August, which should be the height of our summer has been a disappointment. I don’t think I’m imagining it, as my BBC weather sources tell me that August is on average the wettest of the summer months – and this year has been particularly wet in the Southeast.

So definitely no returns for this August just past – roll on September, which often brings better weather and, in our garden at least, the best of the season’s tomatoes.


Sherry is a brilliant accompaniment to all sorts of tomato salads, including the liquid salad that is gazpacho. Enjoy the fruits of the season on a sunny afternoon with a glass of ice cold dry Sherry – this en rama style of Manzanilla is fine, dry and concentrated, with a really pronounced tang, redolent of the sea, which sets off the sweet ripeness of the tomatoes perfectly. There’s also quite a bit of savoury umami in both the ripe tomato and the Sherry - indeed this umami character is the key to what makes Sherry such a great food wine all round.

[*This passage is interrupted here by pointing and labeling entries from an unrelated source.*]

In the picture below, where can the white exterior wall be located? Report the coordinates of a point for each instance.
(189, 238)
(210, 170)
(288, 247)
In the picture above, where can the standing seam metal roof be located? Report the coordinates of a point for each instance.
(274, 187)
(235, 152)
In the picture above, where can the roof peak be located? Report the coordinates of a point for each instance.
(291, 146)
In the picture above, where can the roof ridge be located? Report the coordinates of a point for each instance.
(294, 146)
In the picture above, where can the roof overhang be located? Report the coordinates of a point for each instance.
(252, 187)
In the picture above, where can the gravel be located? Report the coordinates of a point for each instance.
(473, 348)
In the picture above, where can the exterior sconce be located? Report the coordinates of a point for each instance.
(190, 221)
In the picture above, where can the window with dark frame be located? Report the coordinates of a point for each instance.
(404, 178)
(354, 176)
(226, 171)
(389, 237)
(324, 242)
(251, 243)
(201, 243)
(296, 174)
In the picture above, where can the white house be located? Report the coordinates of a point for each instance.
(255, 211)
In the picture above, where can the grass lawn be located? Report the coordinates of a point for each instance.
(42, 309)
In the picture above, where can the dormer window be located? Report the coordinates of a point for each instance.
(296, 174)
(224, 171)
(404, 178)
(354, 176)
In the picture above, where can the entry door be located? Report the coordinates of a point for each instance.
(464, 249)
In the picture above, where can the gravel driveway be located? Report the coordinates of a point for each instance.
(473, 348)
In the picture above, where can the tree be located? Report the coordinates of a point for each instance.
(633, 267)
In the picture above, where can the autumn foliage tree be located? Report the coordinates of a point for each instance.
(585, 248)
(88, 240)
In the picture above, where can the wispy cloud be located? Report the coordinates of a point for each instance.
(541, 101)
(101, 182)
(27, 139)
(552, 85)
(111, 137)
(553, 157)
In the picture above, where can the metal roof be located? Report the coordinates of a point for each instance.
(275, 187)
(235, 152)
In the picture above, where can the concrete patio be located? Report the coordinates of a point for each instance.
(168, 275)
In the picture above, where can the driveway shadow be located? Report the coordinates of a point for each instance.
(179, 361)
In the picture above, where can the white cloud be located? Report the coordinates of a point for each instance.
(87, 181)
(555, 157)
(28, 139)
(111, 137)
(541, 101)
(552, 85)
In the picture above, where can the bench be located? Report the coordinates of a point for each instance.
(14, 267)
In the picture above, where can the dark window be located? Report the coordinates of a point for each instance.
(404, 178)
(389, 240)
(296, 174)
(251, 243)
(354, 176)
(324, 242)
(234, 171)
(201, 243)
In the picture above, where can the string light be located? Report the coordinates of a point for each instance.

Sweeter styles of sherry are also brilliant for providing summer central heating after a soggy British summer day – I never go camping without a bottle of rich Oloroso or rich cream Sherry on board.

Sacristia AB Manzanilla Primera Saca 2016 - £18 for a half bottle from Lay & Wheeler

Thursday, 31 August 2017

Loire wines: made for sunny weather

A recent trip to the Loire has reminded me what a brilliant area it is for summer drinking. For a couple of days in mid-July temperatures around the Loire hit almost 40°C – days when I and a group of fellow wine educators were driving around the region in a minibus with no air conditioning. Never have I been so keen to explore producers’ cellars.

And yet, in all that heat, the wines we tasted offered fresh fruit flavours offering plenty of refreshment – yes, even the red wines, which were universally served fridge cold.

The Loire appeals to my greedy side, as the collection of regions make a wide variety of wine styles, encompassing sparkling wines, rosés, whites from bone dry to lusciously sweet and those refreshing reds. You can see why Loire wines would be my Desert Island Discs luxury can’t you?

What to look out for? The 2015 vintage was warm, resulting in some super-ripe wines. The excellent 2016 vintage is available now and is what you should look for if refreshment is what you’re after. The Wine Society is running an offer on a range of 2016s until 10th September, including this juicy red.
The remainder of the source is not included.